Finally the truth is out – politics are the real reason for asset sales. They make no sense economically. They are not about debt reduction – Ryall is careful always to talk about control of debt. According to John Armstrong in the weekend Herald:
The motive is political as much as economic. It fits National’s long held belief that boosting an individual’s ownership of capital inevitably induces a slow, but perceptible transfer of political allegiance from left to right. National is pulling out the stops to ensure the float is a success. Quite simply, it is putting politics ahead of maximising the return to the taxpayer.
As always with Key, it is all about shoring up the centre for National by offering something which – when you strip it down – amounts to a tidy tax break in drag.

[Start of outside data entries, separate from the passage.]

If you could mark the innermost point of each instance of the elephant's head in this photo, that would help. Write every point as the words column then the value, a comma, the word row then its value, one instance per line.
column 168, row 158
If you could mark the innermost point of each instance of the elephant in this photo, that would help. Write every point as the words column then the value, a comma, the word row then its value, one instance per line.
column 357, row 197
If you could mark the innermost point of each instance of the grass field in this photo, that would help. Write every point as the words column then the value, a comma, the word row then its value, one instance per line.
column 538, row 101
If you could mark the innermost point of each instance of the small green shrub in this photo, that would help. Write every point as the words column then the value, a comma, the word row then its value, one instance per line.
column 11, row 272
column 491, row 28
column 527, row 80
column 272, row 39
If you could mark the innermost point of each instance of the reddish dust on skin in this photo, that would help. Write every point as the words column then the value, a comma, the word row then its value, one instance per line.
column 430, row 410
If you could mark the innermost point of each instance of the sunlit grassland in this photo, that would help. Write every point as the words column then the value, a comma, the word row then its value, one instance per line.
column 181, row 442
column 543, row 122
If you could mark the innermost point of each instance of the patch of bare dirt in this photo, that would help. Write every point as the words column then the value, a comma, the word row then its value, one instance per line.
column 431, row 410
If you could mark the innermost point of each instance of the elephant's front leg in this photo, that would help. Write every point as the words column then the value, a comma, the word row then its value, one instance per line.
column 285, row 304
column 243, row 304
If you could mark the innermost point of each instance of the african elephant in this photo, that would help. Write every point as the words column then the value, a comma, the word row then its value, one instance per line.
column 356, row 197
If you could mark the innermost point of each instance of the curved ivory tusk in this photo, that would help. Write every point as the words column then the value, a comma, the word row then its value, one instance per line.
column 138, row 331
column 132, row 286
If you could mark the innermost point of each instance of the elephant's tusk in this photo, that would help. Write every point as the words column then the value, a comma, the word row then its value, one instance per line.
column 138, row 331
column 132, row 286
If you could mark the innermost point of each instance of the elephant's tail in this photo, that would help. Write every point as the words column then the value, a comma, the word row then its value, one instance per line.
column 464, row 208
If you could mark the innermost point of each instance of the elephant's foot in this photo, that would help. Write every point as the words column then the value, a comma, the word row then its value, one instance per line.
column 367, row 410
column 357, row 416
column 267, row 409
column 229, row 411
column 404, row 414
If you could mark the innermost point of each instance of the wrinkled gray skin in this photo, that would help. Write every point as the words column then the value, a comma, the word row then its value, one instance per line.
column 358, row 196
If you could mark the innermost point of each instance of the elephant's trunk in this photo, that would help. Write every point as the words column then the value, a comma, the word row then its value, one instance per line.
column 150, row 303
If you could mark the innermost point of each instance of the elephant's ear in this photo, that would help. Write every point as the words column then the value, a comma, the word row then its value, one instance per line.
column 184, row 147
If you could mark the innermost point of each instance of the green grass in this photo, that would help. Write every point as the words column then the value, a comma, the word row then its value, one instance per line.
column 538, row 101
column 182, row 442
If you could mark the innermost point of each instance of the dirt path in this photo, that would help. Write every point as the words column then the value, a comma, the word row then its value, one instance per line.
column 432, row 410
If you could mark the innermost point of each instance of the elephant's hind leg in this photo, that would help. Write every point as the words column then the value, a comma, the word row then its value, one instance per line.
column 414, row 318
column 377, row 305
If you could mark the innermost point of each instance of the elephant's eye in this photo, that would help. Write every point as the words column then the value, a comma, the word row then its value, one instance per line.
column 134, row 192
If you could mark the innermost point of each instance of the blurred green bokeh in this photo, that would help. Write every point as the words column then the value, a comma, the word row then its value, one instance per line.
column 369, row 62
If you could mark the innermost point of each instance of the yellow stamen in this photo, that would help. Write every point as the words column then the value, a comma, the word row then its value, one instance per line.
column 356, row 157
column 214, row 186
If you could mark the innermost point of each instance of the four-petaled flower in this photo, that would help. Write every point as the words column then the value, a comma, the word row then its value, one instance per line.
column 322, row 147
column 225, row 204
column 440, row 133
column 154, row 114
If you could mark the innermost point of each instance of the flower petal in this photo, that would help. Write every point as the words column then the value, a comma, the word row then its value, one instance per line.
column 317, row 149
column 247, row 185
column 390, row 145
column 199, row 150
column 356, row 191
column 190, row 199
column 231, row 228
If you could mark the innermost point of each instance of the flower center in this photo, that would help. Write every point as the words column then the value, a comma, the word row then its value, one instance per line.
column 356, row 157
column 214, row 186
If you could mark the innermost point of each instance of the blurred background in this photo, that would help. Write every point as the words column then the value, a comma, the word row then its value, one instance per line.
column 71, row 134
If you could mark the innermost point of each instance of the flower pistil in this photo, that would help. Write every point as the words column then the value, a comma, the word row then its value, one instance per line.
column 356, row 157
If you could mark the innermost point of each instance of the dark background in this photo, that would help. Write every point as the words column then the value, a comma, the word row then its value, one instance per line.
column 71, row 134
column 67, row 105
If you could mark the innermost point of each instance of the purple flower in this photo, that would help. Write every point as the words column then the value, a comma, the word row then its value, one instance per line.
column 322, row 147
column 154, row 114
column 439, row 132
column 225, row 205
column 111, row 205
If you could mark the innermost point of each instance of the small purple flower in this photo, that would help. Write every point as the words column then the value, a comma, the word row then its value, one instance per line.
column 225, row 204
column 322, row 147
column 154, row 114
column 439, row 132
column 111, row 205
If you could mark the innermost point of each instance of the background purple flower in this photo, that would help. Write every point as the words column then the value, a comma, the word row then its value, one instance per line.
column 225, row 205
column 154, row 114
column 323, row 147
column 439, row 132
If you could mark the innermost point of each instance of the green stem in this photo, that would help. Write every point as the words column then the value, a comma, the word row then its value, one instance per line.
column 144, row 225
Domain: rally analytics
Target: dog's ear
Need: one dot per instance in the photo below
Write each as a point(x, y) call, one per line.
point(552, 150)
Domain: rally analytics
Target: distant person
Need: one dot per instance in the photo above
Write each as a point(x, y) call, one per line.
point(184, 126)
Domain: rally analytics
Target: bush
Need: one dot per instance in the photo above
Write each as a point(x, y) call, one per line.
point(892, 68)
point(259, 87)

And with more to come. The subsequent floats will be crucial in maintaining the momentum in building National’s “property-owning democracy”. The phrase – borrowed from the mass privatisations of Margaret Thatcher-era Britain – is not one Key uses, however. That may be because he used it some five years ago in Opposition to make what in hindsight were some pretty rash promises about making it easier for families to achieve their dream of home ownership – especially in the overheated Auckland property market.
Brian Gaynor had the same analysis in the same Herald edition:
The problem facing the Key Government is that a sharemarket float is a political decision because retail incentives can be targeted and right of centre governments can use these incentives to expand their support base.
So Key’s asset sales are a political bribe – nothing more and nothing less.